Imputation of Vehicle Characteristics and MPG for Pre-1975 Vehicle Model Years

For all RTECS sample vehicles, the questionnaires and VIN's jointly provided the following vehicle characteristics: make, model, model year, number of cylinders, engine displacement (liters or cubic inches), transmission type (automatic or manual), and fuel system type (carbureted, gasoline fuel injected, or diesel). Many of these characteristics were used to assign EPA test MPG to the sample vehicles. EPA records, in the form of CERT files, were used to provide these MPG, as well as to provide any vehicle characteristics that were not obtained from the questionnaire or VIN (See Appendix B, "Estimation Methodologies," for more details.)

The EPA CERT files, however, have only been available since 1975. The 1994 RTECS file contained 556 pre-1975 vehicles (9 percent), and for these vehicles, missing characteristics were imputed by a hot-deck procedure using 1994 respondents as donor vehicles. Each donor and recipient vehicle was paired on as many of the following characteristics as possible: make, model, model year, transmission type, number of cylinders, and engine displacement.

The MPG for pre-1975 vehicles were imputed using a cold-deck procedure. The donor vehicles were respondents from the 1985 RTECS. Fuel purchase diaries were used in the 1985 RTECS; therefore, no shortfall adjustments were needed for the MPG. Cold-decking was performed within categories defined by make, model, model year, transmission type, and number of cylinders, with collapsing of categories performed where necessary. For example, MPG could be selected from donor vehicles of a certain size class in either the Pontiacs or the Chevrolets, if they shared similar model years, transmission type, and the General Motors 350 cubic inch V-8 engine.

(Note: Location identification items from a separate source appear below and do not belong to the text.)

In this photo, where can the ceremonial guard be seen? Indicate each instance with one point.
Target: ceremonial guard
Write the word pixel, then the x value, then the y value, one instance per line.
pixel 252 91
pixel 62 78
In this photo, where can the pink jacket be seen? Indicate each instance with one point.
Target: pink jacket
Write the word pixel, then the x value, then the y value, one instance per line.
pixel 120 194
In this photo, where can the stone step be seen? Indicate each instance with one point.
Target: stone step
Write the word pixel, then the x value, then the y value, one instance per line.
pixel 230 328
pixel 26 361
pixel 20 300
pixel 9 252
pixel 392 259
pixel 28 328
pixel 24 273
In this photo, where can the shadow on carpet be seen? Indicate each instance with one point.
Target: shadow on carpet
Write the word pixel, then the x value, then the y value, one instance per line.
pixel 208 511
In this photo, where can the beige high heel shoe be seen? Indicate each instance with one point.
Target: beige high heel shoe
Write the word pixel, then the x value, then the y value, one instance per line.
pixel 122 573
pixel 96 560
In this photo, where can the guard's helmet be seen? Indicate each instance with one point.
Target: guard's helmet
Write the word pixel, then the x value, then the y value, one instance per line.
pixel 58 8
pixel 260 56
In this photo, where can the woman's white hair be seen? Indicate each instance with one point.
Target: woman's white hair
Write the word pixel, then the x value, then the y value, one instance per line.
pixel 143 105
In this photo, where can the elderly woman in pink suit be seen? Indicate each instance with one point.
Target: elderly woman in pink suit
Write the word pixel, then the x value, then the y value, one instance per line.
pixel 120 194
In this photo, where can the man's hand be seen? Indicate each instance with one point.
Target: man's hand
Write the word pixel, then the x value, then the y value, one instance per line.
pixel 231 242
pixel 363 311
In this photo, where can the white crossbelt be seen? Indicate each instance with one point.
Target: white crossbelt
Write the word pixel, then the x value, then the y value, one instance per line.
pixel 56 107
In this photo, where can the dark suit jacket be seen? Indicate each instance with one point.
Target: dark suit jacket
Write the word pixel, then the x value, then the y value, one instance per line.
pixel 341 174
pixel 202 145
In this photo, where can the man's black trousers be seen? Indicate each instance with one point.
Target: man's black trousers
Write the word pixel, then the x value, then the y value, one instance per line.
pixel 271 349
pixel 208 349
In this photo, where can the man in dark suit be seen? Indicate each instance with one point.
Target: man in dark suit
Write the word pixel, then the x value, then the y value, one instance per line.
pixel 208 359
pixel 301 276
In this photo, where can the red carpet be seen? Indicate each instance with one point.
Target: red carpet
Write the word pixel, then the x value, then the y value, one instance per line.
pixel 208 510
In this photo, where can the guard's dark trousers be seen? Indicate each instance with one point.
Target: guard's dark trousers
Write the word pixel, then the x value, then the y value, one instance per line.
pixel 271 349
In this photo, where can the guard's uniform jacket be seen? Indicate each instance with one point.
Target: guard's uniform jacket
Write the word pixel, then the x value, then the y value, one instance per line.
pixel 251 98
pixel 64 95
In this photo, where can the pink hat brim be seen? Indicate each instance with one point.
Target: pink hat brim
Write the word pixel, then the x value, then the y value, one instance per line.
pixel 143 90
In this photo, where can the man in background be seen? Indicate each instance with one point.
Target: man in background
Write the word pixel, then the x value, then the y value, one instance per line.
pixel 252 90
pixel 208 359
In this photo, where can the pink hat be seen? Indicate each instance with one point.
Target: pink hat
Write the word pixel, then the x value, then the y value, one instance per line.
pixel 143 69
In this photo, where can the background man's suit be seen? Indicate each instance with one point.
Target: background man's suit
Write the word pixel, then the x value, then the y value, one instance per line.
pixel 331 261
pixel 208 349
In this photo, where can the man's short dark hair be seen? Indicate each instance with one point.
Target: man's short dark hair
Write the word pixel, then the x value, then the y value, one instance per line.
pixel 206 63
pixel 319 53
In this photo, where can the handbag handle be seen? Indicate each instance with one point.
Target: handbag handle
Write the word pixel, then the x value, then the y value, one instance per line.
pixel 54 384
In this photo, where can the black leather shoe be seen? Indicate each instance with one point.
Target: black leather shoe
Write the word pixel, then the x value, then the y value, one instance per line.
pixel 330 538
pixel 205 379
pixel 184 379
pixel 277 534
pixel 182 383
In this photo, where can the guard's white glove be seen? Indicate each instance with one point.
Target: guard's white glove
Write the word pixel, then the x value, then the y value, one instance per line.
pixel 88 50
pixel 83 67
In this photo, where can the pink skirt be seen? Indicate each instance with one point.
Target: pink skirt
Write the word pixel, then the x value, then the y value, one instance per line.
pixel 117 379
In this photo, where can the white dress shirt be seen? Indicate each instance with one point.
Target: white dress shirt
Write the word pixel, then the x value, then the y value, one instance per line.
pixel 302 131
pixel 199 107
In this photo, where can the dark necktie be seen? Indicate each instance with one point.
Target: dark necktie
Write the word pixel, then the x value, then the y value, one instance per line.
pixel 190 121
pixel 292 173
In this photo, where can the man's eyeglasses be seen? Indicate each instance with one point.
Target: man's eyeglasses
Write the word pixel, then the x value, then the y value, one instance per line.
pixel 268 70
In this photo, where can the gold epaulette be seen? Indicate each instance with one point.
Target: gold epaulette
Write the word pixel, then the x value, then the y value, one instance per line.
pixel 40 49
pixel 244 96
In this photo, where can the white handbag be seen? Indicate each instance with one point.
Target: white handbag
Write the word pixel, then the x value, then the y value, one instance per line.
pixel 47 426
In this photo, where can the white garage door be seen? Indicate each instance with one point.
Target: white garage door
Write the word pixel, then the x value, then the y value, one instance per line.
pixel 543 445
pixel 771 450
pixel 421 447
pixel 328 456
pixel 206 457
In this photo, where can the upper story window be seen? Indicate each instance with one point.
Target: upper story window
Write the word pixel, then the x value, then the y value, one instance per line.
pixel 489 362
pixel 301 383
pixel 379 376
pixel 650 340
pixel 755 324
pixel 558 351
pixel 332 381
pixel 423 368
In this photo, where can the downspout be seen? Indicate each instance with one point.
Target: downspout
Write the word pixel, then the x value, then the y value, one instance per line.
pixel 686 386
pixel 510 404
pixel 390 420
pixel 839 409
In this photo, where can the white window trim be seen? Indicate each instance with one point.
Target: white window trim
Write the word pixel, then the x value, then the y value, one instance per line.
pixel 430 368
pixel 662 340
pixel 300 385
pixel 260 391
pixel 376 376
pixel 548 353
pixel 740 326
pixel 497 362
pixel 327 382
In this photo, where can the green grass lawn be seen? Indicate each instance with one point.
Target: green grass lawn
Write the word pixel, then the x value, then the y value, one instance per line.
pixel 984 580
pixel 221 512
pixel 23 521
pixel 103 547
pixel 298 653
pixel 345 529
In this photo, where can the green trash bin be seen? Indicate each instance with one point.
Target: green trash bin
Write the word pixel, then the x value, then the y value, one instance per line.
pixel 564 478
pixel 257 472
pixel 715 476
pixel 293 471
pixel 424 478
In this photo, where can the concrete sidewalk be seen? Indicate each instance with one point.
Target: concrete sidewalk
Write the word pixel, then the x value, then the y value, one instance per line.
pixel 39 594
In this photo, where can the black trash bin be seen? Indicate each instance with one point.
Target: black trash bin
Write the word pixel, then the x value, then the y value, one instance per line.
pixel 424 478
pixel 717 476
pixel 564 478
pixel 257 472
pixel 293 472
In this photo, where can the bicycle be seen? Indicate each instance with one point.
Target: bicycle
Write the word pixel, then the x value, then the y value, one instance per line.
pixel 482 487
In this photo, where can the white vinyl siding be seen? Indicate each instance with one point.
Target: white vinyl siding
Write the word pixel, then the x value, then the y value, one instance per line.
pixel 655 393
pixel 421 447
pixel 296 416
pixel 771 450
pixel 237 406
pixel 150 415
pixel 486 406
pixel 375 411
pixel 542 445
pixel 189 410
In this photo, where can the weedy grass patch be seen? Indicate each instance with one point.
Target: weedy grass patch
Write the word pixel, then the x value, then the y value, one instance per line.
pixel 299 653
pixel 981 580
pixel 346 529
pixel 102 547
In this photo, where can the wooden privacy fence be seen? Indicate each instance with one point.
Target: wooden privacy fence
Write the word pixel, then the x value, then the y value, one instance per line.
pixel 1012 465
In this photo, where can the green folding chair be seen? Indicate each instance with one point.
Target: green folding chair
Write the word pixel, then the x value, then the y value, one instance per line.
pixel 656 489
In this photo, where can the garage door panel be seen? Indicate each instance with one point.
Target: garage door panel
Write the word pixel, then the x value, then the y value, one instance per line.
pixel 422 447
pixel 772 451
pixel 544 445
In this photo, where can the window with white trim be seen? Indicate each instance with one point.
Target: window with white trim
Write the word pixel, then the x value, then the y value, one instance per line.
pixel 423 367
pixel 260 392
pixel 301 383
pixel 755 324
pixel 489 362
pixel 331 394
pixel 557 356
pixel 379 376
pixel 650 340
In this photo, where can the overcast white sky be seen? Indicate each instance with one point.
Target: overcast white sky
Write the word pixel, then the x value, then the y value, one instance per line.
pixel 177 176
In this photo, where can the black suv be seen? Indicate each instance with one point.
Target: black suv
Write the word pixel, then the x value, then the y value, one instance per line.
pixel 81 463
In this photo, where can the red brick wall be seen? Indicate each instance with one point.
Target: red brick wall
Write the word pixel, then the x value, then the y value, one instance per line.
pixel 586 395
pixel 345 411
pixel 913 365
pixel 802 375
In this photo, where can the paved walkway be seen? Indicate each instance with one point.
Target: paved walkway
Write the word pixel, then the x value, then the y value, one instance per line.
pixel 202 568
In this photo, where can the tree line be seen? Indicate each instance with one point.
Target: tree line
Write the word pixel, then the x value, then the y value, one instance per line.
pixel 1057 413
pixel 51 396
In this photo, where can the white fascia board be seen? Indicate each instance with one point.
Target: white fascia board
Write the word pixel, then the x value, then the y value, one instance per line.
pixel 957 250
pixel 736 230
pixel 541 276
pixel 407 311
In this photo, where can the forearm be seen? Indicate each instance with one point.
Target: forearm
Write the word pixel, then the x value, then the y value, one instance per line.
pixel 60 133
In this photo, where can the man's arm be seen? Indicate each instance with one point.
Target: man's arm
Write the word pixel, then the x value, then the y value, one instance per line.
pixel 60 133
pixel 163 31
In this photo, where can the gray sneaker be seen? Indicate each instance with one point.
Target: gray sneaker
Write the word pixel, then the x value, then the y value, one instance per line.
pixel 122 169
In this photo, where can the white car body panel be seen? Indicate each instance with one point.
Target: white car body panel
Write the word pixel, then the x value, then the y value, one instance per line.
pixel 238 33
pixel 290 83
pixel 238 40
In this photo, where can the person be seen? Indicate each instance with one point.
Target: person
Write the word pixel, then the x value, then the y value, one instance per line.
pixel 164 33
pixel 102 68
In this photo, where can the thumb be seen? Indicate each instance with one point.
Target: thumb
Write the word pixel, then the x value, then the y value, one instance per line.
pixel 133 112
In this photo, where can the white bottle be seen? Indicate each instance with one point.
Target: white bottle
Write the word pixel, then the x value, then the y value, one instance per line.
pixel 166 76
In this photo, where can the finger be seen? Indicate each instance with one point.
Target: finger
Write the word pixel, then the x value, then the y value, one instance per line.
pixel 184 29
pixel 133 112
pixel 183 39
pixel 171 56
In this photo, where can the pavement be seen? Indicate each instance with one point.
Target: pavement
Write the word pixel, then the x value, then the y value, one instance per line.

However, it appeared that a greater share of the variability in the 1985 RTECS MPG was due to individual driving habits, automotive maintenance and diary keeping, rather than to vehicle characteristics.

Quality of Specific Data Items

Vehicle Identification Number

The VIN is a unique combination of numbers and letters that when decoded provide the characteristics of a particular vehicle. Since 1954, the VIN has been used by American automobile manufacturers. Beginning with the 1981 model year, a standard 17-character VIN was assigned to all vehicles sold in the United States. VIN's were obtained for most of the vehicles in the 1994 RTECS. The vehicle characteristics from decoded VIN's were employed in the 1994 RTECS to enhance the accuracy of reported vehicle characteristics. These characteristics were used in determining vehicle fuel efficiency based on the EPA certification files of test laboratory MPG estimates (See Appendix A, "How the Survey Was Conducted," for a discussion of the VIN.)

There were three occasions where attempts were made to obtain the VIN's: the RECS interview, the Beginning-of-Year(B-O-Y) interview, and the End-of-Year (E-O-Y) interview.

A computer software program, VINDICATOR, from the Highway Loss Data Institute, was used to decode the VIN's. For VIN's that could not be decoded immediately using this program, a computer routine was developed to correct for common errors in the transcription of VIN's. The vehicle characteristics produced for these "fixed" VIN's were then carefully compared to respondent information. Approximately 200 VIN's were salvaged using this routine.

Overall, the collection of the VIN was a highly successful endeavor that yielded quality data. VIN's were obtained for 4,617 (76 percent) of the 6,084 total sample vehicles. Of the 4,617 obtained VIN's, 3,842 ( 83 percent) were considered "good" VIN's. In summary, "good" VIN's were obtained for 3,842 (63 percent) of the 6,084 sampled vehicles. (A good VIN was one that did not require correcting for common transcription error before it could be decoded.)

Vehicle Fuel Price and Expenditures

Vehicle Fuel Price: In the 1988 through the 1994 RTECS, fuel price data were not collected via fuel purchase diaries, as had previous RTECS. Instead, fuel prices were determined from Bureau of Labor Statistics (BLS) Retail Pump Average Gasoline Prices and the Lundberg Survey, Inc., prices. (See Appendix B, "Estimation Methodologies" for a discussion of the sources of vehicle fuel prices and the assignment of specific prices to the RTECS data.)

To validate the new RTECS price methodology, the 1985 RTECS gasoline prices were recalculated and analyzed using the new methodology (BLS price data). Results of this analysis suggest that if the 1985 BLS price data had been used in 1985 instead of fuel purchase diary data, the average vehicle fuel price reported for the 1985 RTECS would have increased by approximately 2 cents per gallon.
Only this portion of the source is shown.